- Telsey Advisory Group Analyst Joseph Feldman reiterated the outperform rating. Lowe’s Companies, Inc. LOW, Price target reduced to $225 from $235.
- The analyst remains cautious as the company is likely to bear the brunt of the overall weakness in consumer spending on home improvement given a deteriorating macro environment, a shift in spending towards services rather than goods and homeowners hiring professionals on smaller projects than before .
- We faced these factors HomeDepot, Inc. HD during the last reporting quarterstates the analyst.
- A sluggish start to the spring sales season due to the unfavorable weather and the deflation in wood prices should also weigh on the share.
- Additionally, lackluster industry trends supporting home improvement spending have worsened, leading to declines in home sales and a slowing in home price growth.

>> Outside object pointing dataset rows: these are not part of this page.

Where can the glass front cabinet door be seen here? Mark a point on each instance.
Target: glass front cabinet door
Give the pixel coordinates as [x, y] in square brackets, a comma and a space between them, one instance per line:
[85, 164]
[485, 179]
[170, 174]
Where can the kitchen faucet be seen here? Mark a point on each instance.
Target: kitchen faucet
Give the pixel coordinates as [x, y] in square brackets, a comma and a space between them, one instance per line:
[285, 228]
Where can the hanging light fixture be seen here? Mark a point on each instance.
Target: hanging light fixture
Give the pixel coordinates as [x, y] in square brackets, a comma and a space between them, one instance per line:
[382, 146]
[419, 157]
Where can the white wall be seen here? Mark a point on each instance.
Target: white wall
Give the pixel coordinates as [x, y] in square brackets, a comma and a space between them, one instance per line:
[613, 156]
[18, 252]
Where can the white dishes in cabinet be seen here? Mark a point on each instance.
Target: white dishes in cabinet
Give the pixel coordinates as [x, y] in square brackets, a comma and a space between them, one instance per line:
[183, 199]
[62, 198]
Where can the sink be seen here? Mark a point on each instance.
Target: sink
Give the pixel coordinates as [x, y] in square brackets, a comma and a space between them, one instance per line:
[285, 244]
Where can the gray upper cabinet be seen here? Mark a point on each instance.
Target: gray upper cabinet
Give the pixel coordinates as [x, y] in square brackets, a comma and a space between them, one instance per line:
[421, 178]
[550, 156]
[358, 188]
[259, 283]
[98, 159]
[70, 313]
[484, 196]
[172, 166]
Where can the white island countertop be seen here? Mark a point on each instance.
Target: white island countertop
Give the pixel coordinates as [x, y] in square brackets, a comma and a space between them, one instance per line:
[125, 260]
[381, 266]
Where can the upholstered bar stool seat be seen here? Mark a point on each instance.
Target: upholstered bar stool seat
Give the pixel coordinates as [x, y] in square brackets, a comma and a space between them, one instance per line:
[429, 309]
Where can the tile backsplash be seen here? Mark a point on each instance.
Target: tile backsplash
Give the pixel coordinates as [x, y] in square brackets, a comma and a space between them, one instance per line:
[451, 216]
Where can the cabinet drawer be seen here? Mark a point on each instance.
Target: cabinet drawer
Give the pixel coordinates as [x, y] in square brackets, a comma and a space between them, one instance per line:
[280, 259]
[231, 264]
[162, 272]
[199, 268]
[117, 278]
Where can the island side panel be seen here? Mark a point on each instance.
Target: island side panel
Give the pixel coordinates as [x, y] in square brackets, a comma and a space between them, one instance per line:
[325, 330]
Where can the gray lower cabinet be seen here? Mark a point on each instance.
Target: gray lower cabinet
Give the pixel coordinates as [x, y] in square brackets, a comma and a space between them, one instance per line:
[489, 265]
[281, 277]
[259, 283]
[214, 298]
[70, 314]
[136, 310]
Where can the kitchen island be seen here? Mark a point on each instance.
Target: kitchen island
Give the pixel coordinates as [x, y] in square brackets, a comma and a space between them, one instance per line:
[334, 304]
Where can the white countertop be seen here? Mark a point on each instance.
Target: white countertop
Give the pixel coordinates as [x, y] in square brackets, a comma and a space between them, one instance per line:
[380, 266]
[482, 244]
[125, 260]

- Feldman believes that near-term pressures related to a weaker macro and industry environment should keep the stock range limited.
- The company will keep its first quarter of 2023 Results conference call on Tuesday, May 23.
- The analyst lowered our Q1’23 EPS estimate to $3.42 from $3.55, representing a 9.9% decline in revenue to $21.3 billion versus $21.7 billion Dollar previously signaled.
- FY23 EPS estimates are cut to $13.35 from $13.88 previously.
- Price promotion: LOW shares are trading up 3.67% to $206.53 at last check on Wednesday.